Integration infrastructures combine repository-based tools and run-time infrastructure for delivering enterprise applications using a component model. This approach supports standard interfaces (CORBA, Enterprise JavaBeans, DCOM) that are designed to loosely couple components to form complete business applications. A graphical development environment is required to support the task of developing and integrating components into applications. Use of standard interfaces along with communications protocols and products, process management and common data transformation deliver an integration interface that allows a wide variety of applications to be immediately integrated into a common infrastructure or application backbone.

The Object Management Group is adopting XML Metadata Interchange Format as a standard for exchanging and transforming data models.

XML is rapidly emerging as the standard mechanism for defining semantics for shared data structures. When XML data is carried over an HTTP transport layer, the problems of integrating the variety of modern interfaces is solved. XML is carried in a "stream" format, allowing it to be stored in a traditional file system or streamed across the Internet from a database or repository. More and more applications are being delivered with XML interfaces. Any such application using an agreed XML representation of shared data items can be immediately integrated into a larger application system.

Most mainframe applications will require a specific XML adapter to translate the input/output of mainframe legacy systems from their proprietary formats to a neutral representation as the basis for integration.

EAI also requires robust and flexible communications that are not tightly coupled with components or applications. Multiple forms of messaging have to be supported external to the applications themselves.

The most difficult challenge to rapidly integrating mainframe components into a larger enterprise application is the coordination of loosely coupled applications and components into a value-added business process.

This challenge arises from the fact that mainframe applications combine control flow with business and other logic and were not designed to participate in the process flow of an enterprise application. The challenge is increased when the applications live within an OLTP environment that was not designed to participate in a larger business process.

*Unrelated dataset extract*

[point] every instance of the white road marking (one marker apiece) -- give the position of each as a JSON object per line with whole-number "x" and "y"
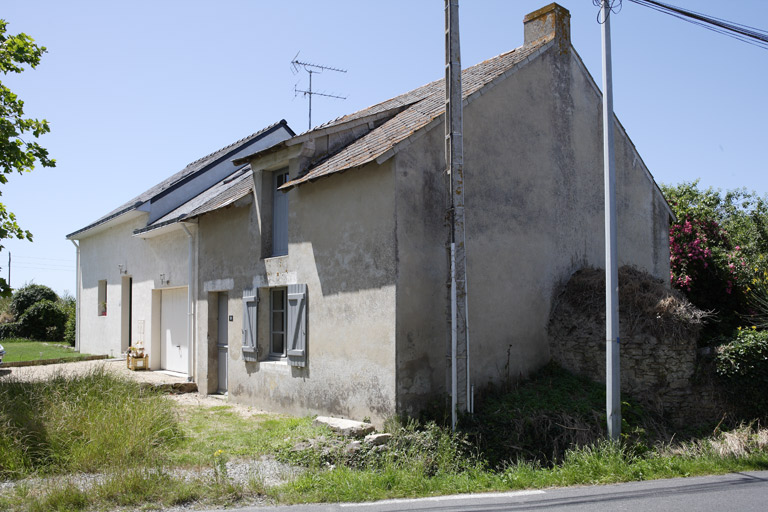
{"x": 511, "y": 494}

The only way to solve this challenge is through a process manager that can coordinate the activities of the separate applications while delivering high performance, availability and reliability. Middleware solutions attempt to solve this problem by having each application explicitly send necessary information to the next application in a process. This results in process logic being implicitly encoded into each of the participating applications and the delivery of a large- scale, but, fundamentally, point-to-point solution.